Rancho Arroyo Seco was a 48,857-acre (197.72 km2) Mexican land grant in present-day Amador County, California given in 1840 by Governor Juan B. Alvarado to Teodocio Yorba. The name means "dry creek". The grant east of Sacramento encompassed present day Ione.
Teodosio Juan Yorba (1805–1863), the son of José Antonio Yorba, was granted the eleven square league Rancho Arroyo Seco in 1840. Teodosio Yorba was also the grantee of the four square league Rancho Lomas de Santiago in 1846. In 1852 Yorba sold Rancho Arroyo Seco to Andrés Pico.
With the cession of California to the United States following the Mexican-American War, the 1848 Treaty of Guadalupe Hidalgo provided that the land grants would be honored. As required by the Land Act of 1851, a claim for Rancho Arroyo Seco was filed with the Public Land Commission in 1852, and the grant was patented to Andrés Pico in 1863.

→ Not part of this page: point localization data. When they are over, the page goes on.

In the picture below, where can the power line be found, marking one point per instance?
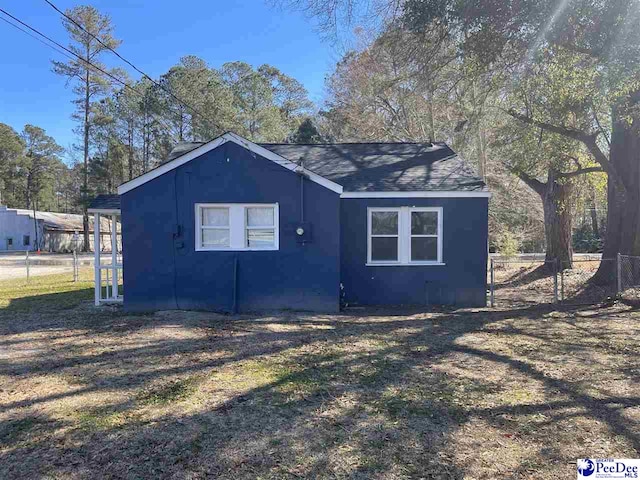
(36, 38)
(66, 52)
(158, 84)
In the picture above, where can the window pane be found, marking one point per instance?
(424, 249)
(215, 217)
(424, 223)
(384, 249)
(215, 237)
(259, 216)
(384, 223)
(260, 238)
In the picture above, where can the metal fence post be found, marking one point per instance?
(75, 266)
(555, 281)
(619, 274)
(27, 264)
(492, 295)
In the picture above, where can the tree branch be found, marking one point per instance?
(588, 139)
(533, 183)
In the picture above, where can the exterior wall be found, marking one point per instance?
(16, 227)
(162, 270)
(461, 281)
(62, 242)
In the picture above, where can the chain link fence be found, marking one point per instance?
(522, 281)
(26, 266)
(629, 277)
(587, 280)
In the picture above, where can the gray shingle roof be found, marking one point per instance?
(378, 167)
(106, 202)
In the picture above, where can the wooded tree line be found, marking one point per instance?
(541, 95)
(127, 127)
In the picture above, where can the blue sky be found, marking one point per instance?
(154, 34)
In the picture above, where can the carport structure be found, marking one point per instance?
(107, 264)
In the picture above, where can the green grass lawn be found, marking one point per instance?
(90, 392)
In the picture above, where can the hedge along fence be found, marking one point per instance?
(528, 281)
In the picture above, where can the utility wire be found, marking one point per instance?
(17, 27)
(158, 84)
(66, 52)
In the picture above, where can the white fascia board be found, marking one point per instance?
(104, 211)
(417, 194)
(288, 164)
(227, 137)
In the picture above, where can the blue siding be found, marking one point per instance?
(461, 281)
(162, 272)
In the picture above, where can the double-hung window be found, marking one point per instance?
(236, 226)
(404, 236)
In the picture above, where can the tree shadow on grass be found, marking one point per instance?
(370, 393)
(48, 302)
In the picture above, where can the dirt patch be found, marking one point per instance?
(476, 393)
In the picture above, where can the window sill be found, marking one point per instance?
(397, 264)
(237, 249)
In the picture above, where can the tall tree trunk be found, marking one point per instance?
(85, 186)
(130, 148)
(558, 221)
(35, 226)
(593, 211)
(558, 216)
(623, 196)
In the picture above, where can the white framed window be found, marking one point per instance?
(404, 236)
(236, 226)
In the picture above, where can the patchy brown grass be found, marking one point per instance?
(517, 393)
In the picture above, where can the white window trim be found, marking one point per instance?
(404, 236)
(237, 227)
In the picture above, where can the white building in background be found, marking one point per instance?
(55, 231)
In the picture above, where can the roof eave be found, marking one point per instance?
(213, 144)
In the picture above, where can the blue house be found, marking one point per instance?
(231, 225)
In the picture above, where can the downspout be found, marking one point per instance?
(234, 306)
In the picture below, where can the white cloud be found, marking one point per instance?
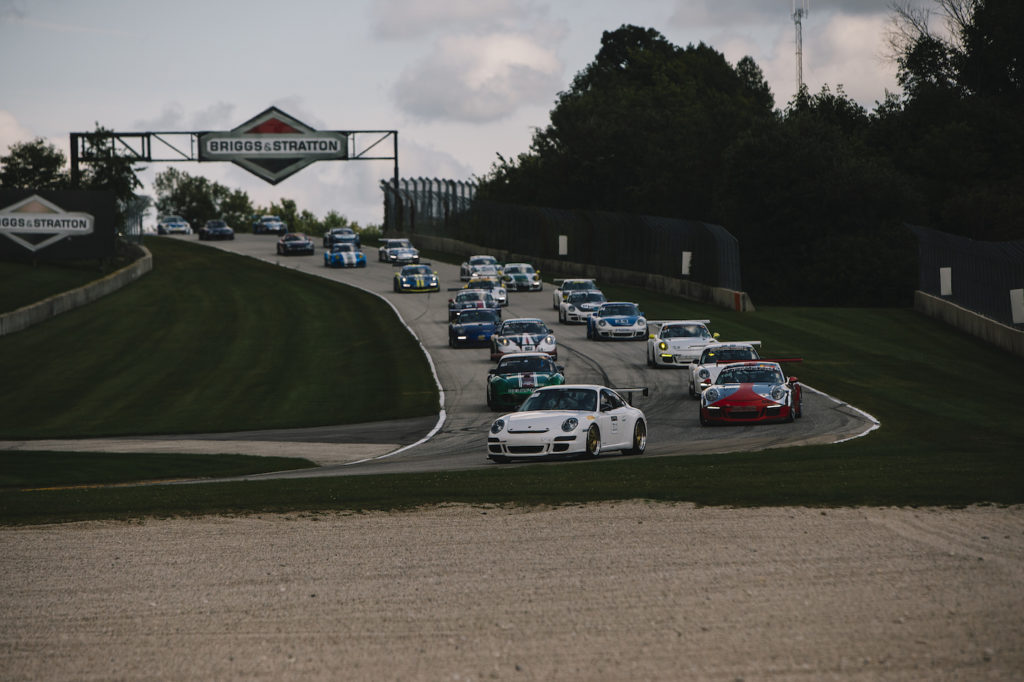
(403, 19)
(11, 132)
(479, 79)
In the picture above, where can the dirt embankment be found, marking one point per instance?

In 1857, Andrés Pico sold Rancho Arroyo Seco to Joseph Moravia Moss, Horace Carpentier, Edward Fitzgerald Beale, and Herman Wohler in 1862.
Neither Yorba or Pico did much to improve the property,and settlers built the towns of Quincy, Muletown, Jackson Valley and Live Oak. In 1865-66 after the patent, two companies of US Cavalry were dispatched from Camp Union in Sacramento to evict the settlers.